U.S. Air Force Secretary Troy Meink said on Thursday that the Northrop Grumman LGM-35A Sentinel future intercontinental ballistic missile has consumed the most of his time than any program thus far in his two and a half weeks on the job.
Meink said this as the Air Force restructures the program after a Nunn-McCurdy cost breach announced in January last year.
Legislators have pointed to conflicting signals from the White House and the Air Force on nuclear deterrence, including $1.2 billion that the Air Force has shifted in fiscal 2025 funds from Sentinel–the majority to classified programs.
House Armed Services Committee Chairman Mike Rogers (R-Ala.) said at the start of a Thursday committee hearing on the Department of the Air Force budget that “the Air Force has taken $1.2 billion out of Sentinel funds and used them instead to meet other priorities in fiscal 2025.”
“I want to be very clear,” Rogers said. “The Sentinel program is vital to modernizing our triad and ensuring nuclear deterrence. Senior Air Force leaders have made frequent statements agreeing that the service must prioritize nuclear deterrence.

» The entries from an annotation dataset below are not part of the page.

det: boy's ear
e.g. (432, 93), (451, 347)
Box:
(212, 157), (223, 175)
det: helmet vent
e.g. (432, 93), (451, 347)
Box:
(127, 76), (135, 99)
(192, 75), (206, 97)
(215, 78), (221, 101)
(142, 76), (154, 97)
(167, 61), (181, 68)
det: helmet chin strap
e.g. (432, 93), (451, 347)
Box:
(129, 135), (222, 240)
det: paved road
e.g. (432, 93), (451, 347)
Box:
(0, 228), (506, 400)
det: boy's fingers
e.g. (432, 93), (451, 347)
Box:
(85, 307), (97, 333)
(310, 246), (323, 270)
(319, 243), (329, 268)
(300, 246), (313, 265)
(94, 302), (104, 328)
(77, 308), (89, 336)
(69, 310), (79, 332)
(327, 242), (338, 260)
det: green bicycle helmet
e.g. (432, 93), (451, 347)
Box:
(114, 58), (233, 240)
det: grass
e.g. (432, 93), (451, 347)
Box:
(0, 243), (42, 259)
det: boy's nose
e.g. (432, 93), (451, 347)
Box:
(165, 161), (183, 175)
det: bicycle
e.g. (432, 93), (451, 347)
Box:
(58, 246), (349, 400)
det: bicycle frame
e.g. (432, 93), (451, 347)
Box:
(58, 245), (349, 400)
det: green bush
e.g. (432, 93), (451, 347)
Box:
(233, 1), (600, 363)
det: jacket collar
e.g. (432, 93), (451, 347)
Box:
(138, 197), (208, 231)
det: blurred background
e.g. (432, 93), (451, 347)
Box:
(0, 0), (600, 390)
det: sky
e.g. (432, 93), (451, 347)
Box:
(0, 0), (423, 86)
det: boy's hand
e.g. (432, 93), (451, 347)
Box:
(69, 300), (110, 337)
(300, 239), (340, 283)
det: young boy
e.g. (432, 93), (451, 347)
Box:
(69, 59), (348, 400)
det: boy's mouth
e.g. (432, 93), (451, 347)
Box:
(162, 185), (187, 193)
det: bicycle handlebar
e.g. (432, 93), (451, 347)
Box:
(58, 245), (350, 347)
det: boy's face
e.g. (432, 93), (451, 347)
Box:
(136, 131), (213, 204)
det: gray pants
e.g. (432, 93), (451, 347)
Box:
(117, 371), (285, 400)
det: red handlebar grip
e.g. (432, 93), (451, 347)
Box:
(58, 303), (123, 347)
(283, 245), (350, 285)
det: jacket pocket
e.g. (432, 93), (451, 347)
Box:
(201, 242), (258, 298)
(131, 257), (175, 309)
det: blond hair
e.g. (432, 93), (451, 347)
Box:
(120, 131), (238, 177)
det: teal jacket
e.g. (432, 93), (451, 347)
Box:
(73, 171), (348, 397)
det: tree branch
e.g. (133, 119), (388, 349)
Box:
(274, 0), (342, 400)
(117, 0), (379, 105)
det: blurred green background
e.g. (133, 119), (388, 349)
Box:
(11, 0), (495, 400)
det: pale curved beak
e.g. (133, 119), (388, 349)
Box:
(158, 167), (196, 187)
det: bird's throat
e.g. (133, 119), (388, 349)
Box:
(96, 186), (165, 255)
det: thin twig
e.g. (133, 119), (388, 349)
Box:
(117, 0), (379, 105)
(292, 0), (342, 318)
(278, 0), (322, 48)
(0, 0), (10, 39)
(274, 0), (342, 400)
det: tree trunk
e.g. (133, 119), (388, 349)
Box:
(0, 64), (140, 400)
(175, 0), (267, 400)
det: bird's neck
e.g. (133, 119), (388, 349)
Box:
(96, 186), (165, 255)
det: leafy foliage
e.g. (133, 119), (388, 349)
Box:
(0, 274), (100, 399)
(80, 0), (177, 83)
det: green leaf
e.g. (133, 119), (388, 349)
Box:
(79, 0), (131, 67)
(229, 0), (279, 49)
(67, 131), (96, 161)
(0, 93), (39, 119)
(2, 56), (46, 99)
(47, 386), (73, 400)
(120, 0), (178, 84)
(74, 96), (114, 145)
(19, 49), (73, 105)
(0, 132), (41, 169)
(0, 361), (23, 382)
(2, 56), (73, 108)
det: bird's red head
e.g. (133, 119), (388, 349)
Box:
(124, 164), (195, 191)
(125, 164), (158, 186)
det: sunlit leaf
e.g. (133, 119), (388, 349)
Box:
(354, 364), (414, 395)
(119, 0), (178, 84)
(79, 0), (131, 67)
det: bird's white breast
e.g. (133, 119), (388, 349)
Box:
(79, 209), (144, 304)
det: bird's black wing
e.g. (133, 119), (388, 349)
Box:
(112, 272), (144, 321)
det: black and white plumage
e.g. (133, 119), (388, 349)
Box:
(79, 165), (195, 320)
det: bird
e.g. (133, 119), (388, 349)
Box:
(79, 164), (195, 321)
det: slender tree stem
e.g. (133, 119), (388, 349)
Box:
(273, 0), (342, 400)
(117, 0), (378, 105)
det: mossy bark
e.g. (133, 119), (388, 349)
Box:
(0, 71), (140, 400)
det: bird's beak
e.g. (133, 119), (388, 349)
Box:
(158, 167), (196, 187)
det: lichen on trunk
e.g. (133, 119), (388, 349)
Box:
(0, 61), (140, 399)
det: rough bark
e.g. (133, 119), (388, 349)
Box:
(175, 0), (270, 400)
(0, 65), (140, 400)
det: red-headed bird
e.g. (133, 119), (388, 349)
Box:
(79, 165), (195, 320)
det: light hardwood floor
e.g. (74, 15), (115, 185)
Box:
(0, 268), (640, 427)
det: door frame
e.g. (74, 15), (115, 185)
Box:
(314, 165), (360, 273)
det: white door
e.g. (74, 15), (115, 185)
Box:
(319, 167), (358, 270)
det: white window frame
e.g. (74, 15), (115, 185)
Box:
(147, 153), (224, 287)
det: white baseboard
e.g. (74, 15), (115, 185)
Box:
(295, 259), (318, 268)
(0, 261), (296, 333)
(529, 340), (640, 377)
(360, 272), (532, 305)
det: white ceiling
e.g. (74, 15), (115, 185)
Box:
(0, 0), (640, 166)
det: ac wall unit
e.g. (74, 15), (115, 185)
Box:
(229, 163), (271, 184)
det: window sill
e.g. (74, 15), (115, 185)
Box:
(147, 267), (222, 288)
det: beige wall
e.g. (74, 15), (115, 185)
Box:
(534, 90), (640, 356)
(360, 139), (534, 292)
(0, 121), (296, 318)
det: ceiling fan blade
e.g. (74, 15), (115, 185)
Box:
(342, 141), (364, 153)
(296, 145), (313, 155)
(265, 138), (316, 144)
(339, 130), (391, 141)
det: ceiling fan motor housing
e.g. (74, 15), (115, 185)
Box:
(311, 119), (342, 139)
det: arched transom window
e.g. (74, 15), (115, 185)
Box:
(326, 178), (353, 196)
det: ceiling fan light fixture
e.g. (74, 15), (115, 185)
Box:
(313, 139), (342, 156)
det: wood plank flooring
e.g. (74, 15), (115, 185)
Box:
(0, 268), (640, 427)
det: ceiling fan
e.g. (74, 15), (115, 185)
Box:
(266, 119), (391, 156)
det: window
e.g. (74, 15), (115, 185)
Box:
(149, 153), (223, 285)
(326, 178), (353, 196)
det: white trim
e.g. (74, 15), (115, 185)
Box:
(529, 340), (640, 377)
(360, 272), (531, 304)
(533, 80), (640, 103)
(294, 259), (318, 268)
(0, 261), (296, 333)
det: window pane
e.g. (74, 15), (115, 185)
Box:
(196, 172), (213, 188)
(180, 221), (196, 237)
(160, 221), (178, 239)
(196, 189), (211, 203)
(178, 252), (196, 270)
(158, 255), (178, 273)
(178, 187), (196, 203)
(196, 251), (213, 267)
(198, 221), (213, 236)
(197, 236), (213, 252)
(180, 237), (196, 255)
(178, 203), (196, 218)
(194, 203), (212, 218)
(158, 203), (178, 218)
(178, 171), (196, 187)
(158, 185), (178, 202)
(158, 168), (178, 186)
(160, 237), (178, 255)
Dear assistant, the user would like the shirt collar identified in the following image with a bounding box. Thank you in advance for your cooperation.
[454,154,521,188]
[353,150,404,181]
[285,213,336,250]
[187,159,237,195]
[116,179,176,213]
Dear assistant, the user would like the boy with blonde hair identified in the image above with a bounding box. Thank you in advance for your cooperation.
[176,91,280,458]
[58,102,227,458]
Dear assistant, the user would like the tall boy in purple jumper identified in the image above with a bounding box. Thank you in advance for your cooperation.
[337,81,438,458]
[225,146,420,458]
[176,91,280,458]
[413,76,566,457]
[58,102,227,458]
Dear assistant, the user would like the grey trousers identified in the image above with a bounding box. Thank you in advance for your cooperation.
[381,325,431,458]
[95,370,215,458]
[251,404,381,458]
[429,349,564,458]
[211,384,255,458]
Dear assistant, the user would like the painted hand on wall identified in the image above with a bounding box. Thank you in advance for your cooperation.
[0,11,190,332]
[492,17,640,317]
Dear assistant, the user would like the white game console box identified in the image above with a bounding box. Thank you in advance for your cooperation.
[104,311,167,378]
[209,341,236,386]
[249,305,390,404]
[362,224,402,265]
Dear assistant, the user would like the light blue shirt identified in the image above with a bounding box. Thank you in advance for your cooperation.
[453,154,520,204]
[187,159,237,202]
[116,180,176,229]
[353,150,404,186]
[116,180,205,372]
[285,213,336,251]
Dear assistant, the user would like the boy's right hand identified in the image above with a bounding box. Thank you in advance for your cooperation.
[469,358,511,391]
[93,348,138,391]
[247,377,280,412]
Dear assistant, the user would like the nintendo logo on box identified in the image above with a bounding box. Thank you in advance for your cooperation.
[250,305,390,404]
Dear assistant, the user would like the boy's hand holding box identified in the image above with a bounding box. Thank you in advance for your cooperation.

It’s time to start walking the walk.”
Top defense officials have kept up the decades-long drumbeat of the need for a nuclear triad, but President Trump said in February he planned to hold talks with Chinese President Xi Jinping and Russian President Vladimir Putin that would focus on reducing their conventional and nuclear arsenals, as the U.S. has “no need” to build new nuclear weapons.
On the air leg of the triad, Air Force Chief of Staff Gen. Dave Allvin said that he is to meet with Air Force Gen. Anthony Cotton, the head of U.S. Strategic Command, next Tuesday–in part to review a production rate increase for the Northrop Grumman B-21 Raider stealth bomber to permit the Air Force to go beyond the 100 B-21s planned, possibly up to 145.